When a positive test proves to be incorrect, are they removed from the positive counts? Like when OH Gov Dewine tested positive on the "quick" test but then tested negative on the more thorough test - allegedly.This is a misunderstanding of all testing then.
The two most common types of tests that are used right now are PCR and ELISA.
PCR with matching nucleotide fragments to a known viral strand and ELISA that is mostly antigen testing like your rapid flu's. This will create a highlighted molecular attachment that lights up a test strip and is often computer read when you're doing mass testing.
Sort of like a pregnancy test, there are thresholds to determine whether that's a positive or negative. And as above you have confidence intervals for sensitivity and specificity.
The test are in fact red is binary at that point. The thresholds are not arbitrary but instead used to find statistics.

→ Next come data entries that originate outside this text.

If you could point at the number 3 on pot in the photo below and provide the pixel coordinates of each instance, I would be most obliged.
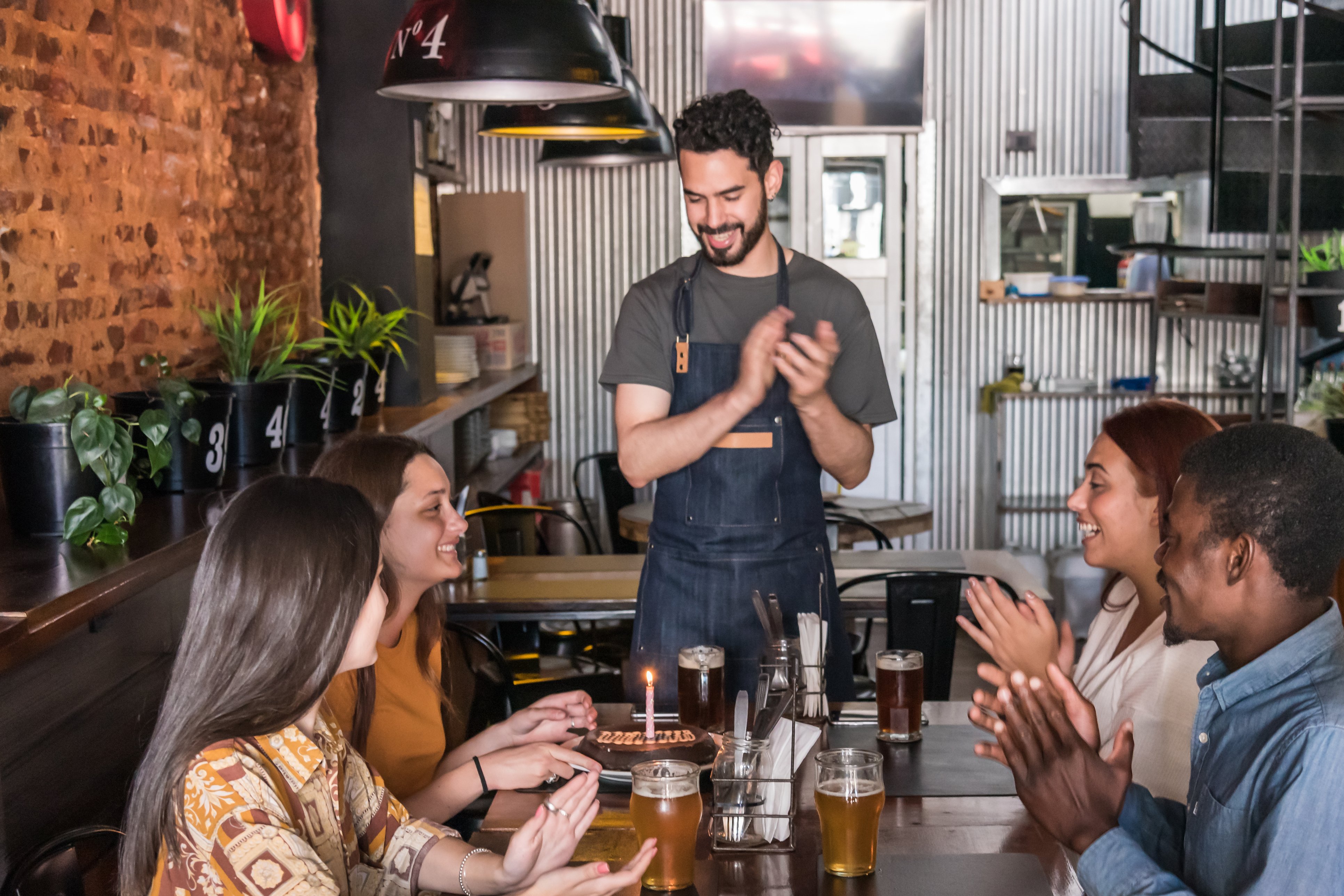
(276, 428)
(216, 457)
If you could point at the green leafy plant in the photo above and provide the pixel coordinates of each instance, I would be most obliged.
(260, 342)
(105, 444)
(178, 394)
(358, 330)
(1327, 257)
(1324, 398)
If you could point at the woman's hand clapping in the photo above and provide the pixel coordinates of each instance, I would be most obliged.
(1018, 637)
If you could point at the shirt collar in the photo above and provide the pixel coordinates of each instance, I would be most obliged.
(297, 755)
(1291, 656)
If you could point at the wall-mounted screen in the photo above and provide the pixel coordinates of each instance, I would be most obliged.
(822, 64)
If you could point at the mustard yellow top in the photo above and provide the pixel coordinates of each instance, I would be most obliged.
(406, 738)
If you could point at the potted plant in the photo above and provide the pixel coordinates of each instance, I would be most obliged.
(357, 330)
(258, 344)
(193, 416)
(41, 487)
(1327, 399)
(1324, 268)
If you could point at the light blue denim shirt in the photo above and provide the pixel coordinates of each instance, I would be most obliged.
(1266, 785)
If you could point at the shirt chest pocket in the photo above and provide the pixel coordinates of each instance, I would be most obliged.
(738, 486)
(1218, 841)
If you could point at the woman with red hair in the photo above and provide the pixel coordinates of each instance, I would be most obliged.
(1126, 670)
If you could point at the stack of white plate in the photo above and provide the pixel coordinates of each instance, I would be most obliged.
(455, 360)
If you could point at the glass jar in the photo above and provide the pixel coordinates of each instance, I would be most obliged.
(738, 793)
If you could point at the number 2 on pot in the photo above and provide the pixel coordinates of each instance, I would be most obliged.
(276, 428)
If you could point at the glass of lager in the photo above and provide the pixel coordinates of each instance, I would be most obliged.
(699, 687)
(850, 797)
(899, 695)
(666, 804)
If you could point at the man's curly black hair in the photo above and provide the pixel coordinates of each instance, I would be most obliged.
(1281, 486)
(734, 120)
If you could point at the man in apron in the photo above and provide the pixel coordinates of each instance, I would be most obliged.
(728, 402)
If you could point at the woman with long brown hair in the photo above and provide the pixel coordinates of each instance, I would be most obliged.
(248, 785)
(394, 711)
(1126, 668)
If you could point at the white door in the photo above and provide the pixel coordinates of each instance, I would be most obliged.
(857, 197)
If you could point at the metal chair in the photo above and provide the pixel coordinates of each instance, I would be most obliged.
(79, 863)
(617, 494)
(513, 531)
(922, 616)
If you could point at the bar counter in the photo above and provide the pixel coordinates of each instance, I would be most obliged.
(958, 831)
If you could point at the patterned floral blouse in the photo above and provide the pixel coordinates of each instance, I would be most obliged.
(289, 816)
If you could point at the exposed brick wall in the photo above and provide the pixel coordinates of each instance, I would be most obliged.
(147, 158)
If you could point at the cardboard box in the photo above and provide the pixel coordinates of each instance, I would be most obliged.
(499, 347)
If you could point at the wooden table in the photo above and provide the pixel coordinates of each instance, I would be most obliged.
(908, 518)
(928, 827)
(605, 586)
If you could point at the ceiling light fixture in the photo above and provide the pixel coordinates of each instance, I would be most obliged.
(510, 51)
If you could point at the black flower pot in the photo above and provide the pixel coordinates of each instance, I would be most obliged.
(194, 468)
(257, 422)
(1327, 308)
(375, 383)
(335, 406)
(41, 476)
(1335, 433)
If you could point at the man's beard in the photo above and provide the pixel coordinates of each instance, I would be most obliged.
(1174, 634)
(751, 237)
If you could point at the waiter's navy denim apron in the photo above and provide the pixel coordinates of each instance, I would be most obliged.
(740, 519)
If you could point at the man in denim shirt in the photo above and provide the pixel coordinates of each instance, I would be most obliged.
(1252, 542)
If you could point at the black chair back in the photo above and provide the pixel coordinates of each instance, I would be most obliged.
(493, 699)
(922, 608)
(511, 531)
(79, 863)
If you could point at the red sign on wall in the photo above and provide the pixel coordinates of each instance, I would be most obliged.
(281, 26)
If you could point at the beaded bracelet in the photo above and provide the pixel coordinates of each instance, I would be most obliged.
(462, 871)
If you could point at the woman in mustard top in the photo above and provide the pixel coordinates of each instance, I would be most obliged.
(248, 788)
(393, 711)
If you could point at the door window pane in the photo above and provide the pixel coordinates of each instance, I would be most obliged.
(853, 194)
(779, 210)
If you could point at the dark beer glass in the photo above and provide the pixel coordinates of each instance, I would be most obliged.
(899, 695)
(699, 687)
(666, 804)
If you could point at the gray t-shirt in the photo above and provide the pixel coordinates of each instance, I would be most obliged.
(726, 310)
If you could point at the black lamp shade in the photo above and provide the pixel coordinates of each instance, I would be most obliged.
(609, 154)
(625, 119)
(514, 51)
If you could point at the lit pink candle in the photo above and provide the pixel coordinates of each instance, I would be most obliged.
(648, 706)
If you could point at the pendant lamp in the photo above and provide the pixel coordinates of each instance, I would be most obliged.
(623, 119)
(510, 51)
(609, 154)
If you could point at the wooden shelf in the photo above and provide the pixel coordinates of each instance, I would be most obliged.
(493, 476)
(425, 419)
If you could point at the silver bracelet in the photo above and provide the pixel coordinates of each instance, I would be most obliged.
(462, 871)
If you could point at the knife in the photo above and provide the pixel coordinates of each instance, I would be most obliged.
(759, 602)
(776, 618)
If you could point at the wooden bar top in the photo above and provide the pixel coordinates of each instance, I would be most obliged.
(909, 825)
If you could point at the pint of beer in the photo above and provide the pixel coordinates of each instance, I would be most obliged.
(850, 797)
(899, 695)
(666, 804)
(699, 687)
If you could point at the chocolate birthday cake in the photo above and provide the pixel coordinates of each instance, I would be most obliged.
(623, 747)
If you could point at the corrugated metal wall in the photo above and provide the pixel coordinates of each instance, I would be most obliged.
(1051, 66)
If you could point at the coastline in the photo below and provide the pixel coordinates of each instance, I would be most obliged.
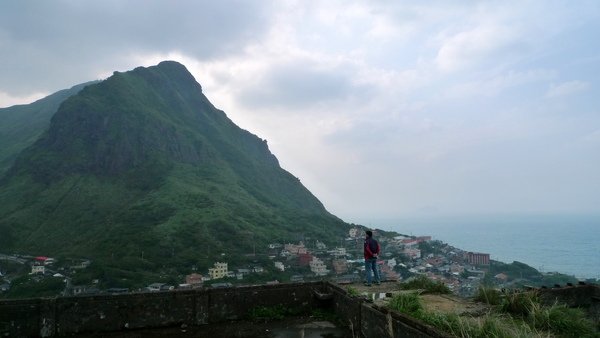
(564, 244)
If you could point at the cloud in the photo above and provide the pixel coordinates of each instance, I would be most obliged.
(471, 47)
(298, 85)
(566, 88)
(415, 104)
(495, 84)
(66, 41)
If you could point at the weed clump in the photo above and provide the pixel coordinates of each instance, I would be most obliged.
(426, 284)
(488, 295)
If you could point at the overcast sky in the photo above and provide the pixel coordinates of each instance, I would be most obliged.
(383, 109)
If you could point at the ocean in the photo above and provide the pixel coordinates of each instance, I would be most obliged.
(565, 244)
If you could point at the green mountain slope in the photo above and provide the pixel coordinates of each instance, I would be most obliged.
(141, 170)
(21, 125)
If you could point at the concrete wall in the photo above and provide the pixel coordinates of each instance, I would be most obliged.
(67, 315)
(371, 321)
(88, 314)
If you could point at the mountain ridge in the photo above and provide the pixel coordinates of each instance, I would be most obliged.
(143, 162)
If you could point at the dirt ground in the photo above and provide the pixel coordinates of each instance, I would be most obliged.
(380, 294)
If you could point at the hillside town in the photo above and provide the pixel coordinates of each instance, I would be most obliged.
(401, 258)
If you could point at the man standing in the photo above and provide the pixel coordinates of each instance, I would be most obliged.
(371, 253)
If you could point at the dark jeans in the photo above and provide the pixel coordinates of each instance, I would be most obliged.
(371, 265)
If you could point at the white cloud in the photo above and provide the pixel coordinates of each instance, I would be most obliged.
(7, 100)
(496, 84)
(567, 88)
(414, 104)
(470, 47)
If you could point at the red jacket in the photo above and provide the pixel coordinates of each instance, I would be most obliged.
(370, 243)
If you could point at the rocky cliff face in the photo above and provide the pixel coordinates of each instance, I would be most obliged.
(144, 162)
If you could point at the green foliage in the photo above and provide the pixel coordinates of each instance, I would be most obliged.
(270, 313)
(421, 282)
(558, 319)
(406, 302)
(514, 270)
(353, 292)
(526, 317)
(142, 173)
(325, 315)
(520, 303)
(561, 320)
(33, 286)
(488, 295)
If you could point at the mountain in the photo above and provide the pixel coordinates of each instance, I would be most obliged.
(142, 171)
(23, 124)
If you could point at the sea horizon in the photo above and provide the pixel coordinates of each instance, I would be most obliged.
(564, 243)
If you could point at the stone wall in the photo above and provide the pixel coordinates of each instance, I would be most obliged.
(60, 316)
(371, 321)
(48, 317)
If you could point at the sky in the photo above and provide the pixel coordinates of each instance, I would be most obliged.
(383, 109)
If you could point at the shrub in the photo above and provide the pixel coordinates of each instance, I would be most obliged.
(488, 295)
(352, 291)
(408, 303)
(519, 303)
(426, 284)
(562, 320)
(268, 313)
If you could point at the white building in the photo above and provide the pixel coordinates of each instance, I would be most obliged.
(219, 271)
(38, 269)
(318, 267)
(355, 232)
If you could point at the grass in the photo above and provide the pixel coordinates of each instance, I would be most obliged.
(426, 284)
(488, 295)
(408, 303)
(268, 313)
(517, 315)
(352, 292)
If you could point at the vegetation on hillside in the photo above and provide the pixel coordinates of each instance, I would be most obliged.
(517, 315)
(141, 174)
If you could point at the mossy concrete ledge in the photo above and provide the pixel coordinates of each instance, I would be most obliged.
(64, 316)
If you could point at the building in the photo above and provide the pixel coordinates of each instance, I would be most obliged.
(219, 271)
(318, 267)
(295, 249)
(412, 253)
(354, 232)
(478, 258)
(340, 266)
(35, 269)
(304, 259)
(338, 252)
(193, 279)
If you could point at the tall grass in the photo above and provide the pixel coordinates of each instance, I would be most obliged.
(488, 295)
(408, 303)
(518, 315)
(427, 285)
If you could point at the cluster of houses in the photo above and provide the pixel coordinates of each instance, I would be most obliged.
(402, 257)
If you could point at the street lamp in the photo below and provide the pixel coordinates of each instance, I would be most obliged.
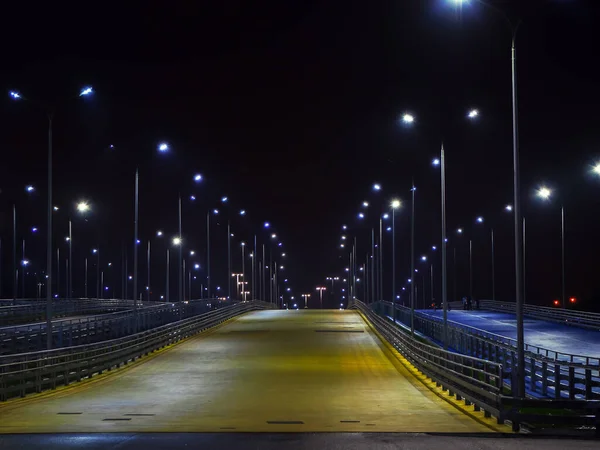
(321, 289)
(545, 194)
(305, 296)
(50, 114)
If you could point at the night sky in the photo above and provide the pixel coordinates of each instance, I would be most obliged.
(290, 109)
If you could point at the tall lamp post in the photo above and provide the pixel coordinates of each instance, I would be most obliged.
(321, 289)
(545, 194)
(50, 113)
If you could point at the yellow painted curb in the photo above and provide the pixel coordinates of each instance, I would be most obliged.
(430, 384)
(108, 375)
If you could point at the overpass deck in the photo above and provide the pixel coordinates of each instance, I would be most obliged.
(266, 371)
(551, 335)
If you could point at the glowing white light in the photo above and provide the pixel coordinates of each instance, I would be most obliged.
(544, 193)
(408, 118)
(83, 207)
(86, 91)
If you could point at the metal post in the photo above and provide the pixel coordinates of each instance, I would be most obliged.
(381, 259)
(85, 279)
(180, 264)
(23, 270)
(228, 259)
(98, 274)
(444, 271)
(431, 282)
(70, 284)
(15, 269)
(58, 272)
(394, 257)
(493, 269)
(49, 243)
(126, 279)
(471, 269)
(254, 256)
(208, 254)
(454, 274)
(412, 263)
(524, 264)
(373, 298)
(66, 272)
(520, 391)
(148, 268)
(243, 269)
(167, 287)
(135, 245)
(562, 237)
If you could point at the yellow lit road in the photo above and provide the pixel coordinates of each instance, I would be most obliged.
(267, 371)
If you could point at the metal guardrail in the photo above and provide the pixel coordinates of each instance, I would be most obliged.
(549, 374)
(479, 381)
(95, 328)
(31, 311)
(38, 371)
(570, 317)
(455, 373)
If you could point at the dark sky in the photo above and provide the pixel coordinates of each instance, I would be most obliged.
(290, 109)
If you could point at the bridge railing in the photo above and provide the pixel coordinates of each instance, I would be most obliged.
(570, 317)
(35, 372)
(94, 328)
(476, 380)
(549, 374)
(30, 311)
(451, 371)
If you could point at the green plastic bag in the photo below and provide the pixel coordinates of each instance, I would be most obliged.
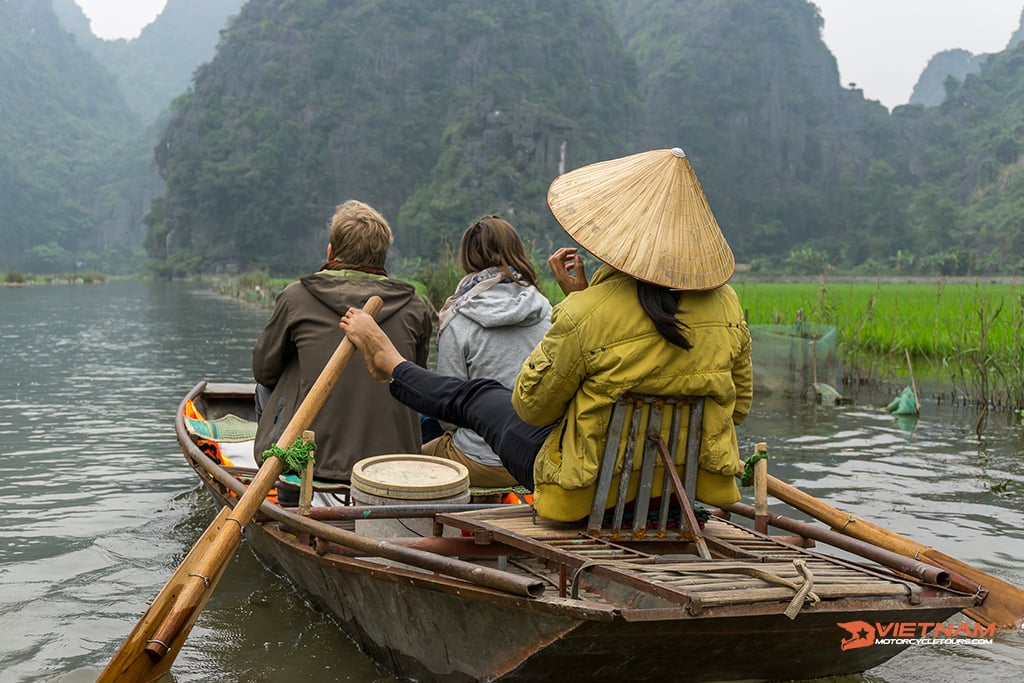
(904, 403)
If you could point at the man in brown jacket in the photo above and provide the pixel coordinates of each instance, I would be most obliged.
(359, 418)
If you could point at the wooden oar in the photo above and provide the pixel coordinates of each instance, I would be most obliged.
(150, 649)
(1004, 603)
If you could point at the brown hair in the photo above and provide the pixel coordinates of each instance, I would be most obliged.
(491, 242)
(359, 236)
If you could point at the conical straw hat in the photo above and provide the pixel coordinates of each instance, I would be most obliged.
(647, 216)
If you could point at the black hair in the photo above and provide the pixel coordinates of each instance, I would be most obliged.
(662, 304)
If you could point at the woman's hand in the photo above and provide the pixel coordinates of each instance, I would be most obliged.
(566, 265)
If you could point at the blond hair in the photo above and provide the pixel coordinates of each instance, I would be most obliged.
(359, 235)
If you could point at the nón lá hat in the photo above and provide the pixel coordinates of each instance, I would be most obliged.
(647, 216)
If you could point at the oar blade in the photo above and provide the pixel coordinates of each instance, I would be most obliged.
(131, 663)
(1004, 605)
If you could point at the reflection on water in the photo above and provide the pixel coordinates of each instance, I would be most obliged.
(99, 508)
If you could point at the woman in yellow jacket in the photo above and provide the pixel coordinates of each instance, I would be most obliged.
(657, 318)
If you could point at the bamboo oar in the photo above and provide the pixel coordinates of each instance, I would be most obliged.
(1004, 602)
(150, 649)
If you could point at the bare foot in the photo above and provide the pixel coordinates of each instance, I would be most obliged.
(379, 353)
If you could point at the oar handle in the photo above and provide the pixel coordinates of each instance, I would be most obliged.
(227, 538)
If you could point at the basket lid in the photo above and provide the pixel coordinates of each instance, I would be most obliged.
(409, 476)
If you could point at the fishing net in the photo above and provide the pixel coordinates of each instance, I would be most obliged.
(790, 357)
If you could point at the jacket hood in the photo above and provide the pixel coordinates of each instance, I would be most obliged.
(507, 304)
(340, 292)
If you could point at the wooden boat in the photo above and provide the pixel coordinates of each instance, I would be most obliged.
(512, 597)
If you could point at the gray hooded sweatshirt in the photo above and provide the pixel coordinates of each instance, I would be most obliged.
(491, 336)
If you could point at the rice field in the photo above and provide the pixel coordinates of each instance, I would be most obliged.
(968, 334)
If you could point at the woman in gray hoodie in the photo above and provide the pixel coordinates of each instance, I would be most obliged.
(486, 329)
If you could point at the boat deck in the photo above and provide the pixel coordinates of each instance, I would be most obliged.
(748, 568)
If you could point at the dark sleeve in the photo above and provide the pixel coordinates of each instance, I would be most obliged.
(423, 343)
(274, 346)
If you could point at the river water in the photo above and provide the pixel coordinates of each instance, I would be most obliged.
(98, 507)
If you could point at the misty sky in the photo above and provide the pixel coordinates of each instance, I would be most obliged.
(881, 45)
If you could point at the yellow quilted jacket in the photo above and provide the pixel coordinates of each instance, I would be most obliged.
(602, 344)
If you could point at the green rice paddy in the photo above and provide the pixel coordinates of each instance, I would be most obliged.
(969, 334)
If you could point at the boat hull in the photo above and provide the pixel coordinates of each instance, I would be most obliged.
(426, 627)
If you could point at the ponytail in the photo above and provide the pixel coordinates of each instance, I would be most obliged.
(662, 304)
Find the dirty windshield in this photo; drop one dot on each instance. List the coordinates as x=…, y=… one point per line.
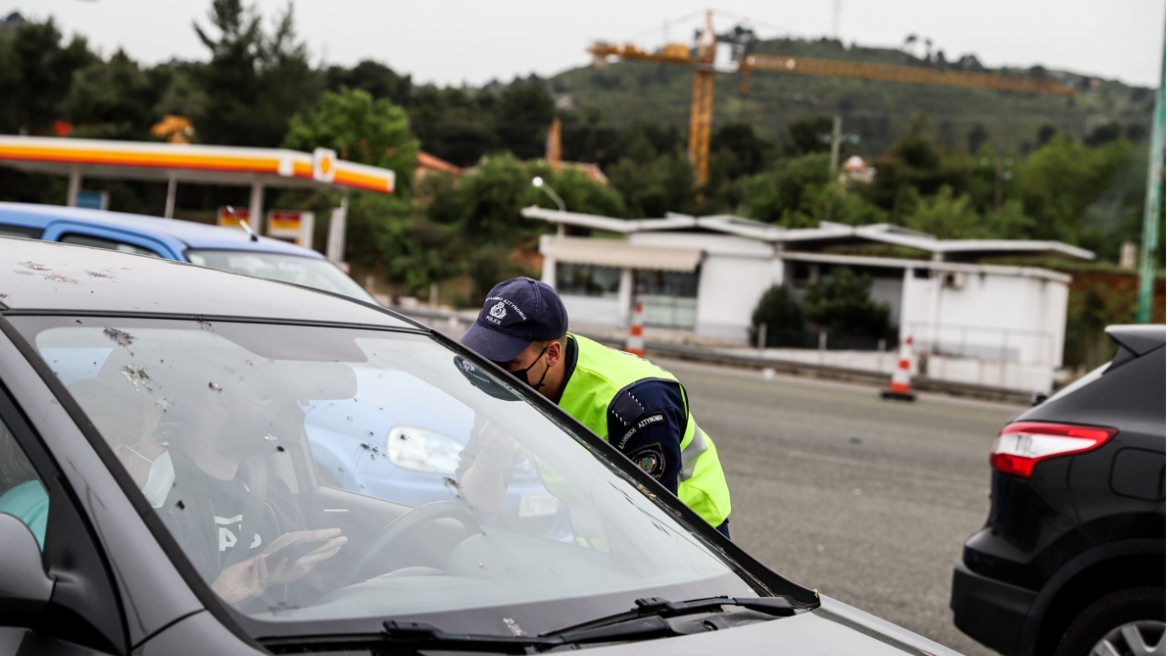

While I understand the concern that I could go and adjust my PCR threshold after the fact, that simply not the way this works. The tests are created to a certain standard and then packaged with that information along with them.
The testing currently used is of the exact same technology that we use for rapid flu and PCR flu.
The major problem is significant variation and all of the different manufacturers as we spun things up emergently.
In the case of rapid flu it still doesn't carry a wonderful percentages. But again as above this percentages are known and with a large enough aggregate you can create confidence intervals.
Now if you start seeing confidence intervals that say we might have 100,000 cases or 500,000 cases in that case you start to see the real breakdown in poor testing, if you determine that one of those numbers requires one societal response and the other one requires another societal response.
Also - when people test positive and then have to keep retesting until they come up with a negative before they can continue whatever it was they were doing, does each positive test register as a positive? So 5 positive tests in a week are counted as 5 new cases?